AUTHOR: TOM FARRELL
On a number of recent real estate finance deals we have advised on, the question has arisen as to whether an assignment in favour of the lender is the most appropriate security in all circumstances in respect of certain assets.
On a typical real estate finance transaction, an assignment over the borrower’s rights under any key contracts or other documents it is party to (such as lease documents and insurance policies) will be assigned by way of security to the lender as part of the standard security package. In order to perfect such an assignment, notice of assignment will be served at completion on any counterparties to such assigned contracts. The purpose of such notice serves several functions:
- Priority: Service of notice ensures that the assignment takes priority over any subsequent assignment granted by the assignor (albeit any such subsequent assignment would likely be a breach of the borrower’s obligations under the finance documents).
- Legal assignment: The service of notice ensures that any assignment takes effect as a legal, rather than an equitable assignment. Under a legal assignment, the lender is able to take action directly against any counterparty without the assignor having to join such proceedings.
- Amendment and termination: Service of notice ensures that the assignor is prevented from amending or terminating the rights that have been assigned to the detriment of the lender.
The form of notice will inform the counterparty that the assignor has assigned its rights to the lender, but will typically also direct the counterparty to continue to deal with the assignor, unless and until a further notice is served confirming that a default has occurred under the finance documents and that the counterparty should deal with the Lender.
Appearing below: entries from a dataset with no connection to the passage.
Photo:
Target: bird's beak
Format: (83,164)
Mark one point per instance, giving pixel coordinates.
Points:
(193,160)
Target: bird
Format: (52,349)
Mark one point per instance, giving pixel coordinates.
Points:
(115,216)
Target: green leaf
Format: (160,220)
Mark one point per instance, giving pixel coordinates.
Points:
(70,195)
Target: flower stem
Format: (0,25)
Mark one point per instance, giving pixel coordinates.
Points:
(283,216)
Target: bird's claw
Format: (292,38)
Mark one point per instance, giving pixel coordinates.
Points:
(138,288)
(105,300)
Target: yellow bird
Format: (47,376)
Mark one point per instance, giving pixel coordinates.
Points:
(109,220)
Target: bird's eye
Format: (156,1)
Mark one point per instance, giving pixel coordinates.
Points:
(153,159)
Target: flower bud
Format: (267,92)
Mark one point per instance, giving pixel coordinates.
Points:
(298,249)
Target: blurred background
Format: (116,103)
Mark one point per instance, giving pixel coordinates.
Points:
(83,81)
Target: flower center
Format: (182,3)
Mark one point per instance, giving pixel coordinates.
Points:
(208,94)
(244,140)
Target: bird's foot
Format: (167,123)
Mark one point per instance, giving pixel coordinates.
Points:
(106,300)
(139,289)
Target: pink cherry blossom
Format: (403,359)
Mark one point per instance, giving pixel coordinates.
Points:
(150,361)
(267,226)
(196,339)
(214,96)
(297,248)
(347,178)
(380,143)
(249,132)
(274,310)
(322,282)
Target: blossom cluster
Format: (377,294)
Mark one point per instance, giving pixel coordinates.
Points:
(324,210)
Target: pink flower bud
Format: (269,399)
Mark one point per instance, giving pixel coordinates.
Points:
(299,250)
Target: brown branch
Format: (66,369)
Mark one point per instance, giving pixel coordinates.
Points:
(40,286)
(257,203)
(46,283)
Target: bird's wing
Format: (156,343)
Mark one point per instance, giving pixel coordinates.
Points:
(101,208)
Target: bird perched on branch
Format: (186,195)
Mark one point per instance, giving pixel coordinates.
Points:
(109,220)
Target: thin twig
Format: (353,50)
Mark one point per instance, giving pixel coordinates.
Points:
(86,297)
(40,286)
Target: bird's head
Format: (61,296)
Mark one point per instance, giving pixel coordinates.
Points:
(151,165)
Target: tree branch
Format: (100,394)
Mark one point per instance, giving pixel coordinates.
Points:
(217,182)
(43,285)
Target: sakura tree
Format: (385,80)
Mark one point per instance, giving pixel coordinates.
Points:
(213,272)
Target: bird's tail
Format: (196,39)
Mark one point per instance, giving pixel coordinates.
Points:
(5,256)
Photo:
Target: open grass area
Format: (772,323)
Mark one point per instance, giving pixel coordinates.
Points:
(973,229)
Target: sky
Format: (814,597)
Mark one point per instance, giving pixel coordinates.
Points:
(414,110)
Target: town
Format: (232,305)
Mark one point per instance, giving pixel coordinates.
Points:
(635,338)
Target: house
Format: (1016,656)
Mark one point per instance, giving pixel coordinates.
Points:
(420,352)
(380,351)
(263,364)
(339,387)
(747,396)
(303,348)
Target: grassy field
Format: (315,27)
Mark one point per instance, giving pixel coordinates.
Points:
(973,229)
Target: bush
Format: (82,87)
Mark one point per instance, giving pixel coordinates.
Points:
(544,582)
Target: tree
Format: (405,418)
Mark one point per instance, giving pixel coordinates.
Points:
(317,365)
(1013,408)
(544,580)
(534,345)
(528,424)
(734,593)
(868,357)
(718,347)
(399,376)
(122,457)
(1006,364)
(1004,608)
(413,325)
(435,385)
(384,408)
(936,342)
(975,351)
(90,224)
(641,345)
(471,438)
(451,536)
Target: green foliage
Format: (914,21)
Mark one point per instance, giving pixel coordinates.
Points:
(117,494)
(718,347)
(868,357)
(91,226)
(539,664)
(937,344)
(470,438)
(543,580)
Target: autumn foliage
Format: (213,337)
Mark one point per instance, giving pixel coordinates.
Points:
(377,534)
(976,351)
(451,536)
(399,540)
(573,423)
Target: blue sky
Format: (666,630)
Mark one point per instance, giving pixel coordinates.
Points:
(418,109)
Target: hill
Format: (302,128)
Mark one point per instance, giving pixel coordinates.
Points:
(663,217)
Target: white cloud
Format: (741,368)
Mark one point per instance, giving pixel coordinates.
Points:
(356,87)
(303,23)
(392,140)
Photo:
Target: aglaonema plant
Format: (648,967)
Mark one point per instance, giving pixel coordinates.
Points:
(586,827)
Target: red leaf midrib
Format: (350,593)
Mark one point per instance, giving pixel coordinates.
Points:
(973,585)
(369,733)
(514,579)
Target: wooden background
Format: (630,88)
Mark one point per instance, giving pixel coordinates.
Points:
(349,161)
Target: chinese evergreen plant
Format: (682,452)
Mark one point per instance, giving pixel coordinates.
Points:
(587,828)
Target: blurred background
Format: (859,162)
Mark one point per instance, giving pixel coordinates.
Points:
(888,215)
This has the effect of making any such assignment conditional upon such further notice being served and ensures that the parties are able to exercise and enforce their rights under the contract in the usual way until such additional notice is served.
The case of Mailbox v Galliford Try (2017) brought the issue of security assignments to the fore and led to greater focus and consideration around the nature of security over contractual rights and whether an assignment is an appropriate form of security in all circumstances. In that case, the developer had assigned its rights under a building contract to a lender pursuant a debenture. The developer purported to sue the contractor under the building contract. The contractor argued that the developer was not able to do so as the developer had assigned its rights under the contract to the lender and had served notice on the contractor to that effect. However, the notice in this case was different from the typical form of notice that would be served on a real estate finance transaction in that it informed the contractor that the lender was the party entitled to exercise all rights under the contract immediately upon service of the notice at completion of the financing i.e. the assignment was not conditional upon a further notice being served to advise that a default had occurred. The court ultimately held that the developer could sue the contractor as there had been an express re-assignment of the contractual rights back to the developer prior to the action against the contractor being commenced. Without this re-assignment, the result would arguably have been different given the unconditional nature of the assignment.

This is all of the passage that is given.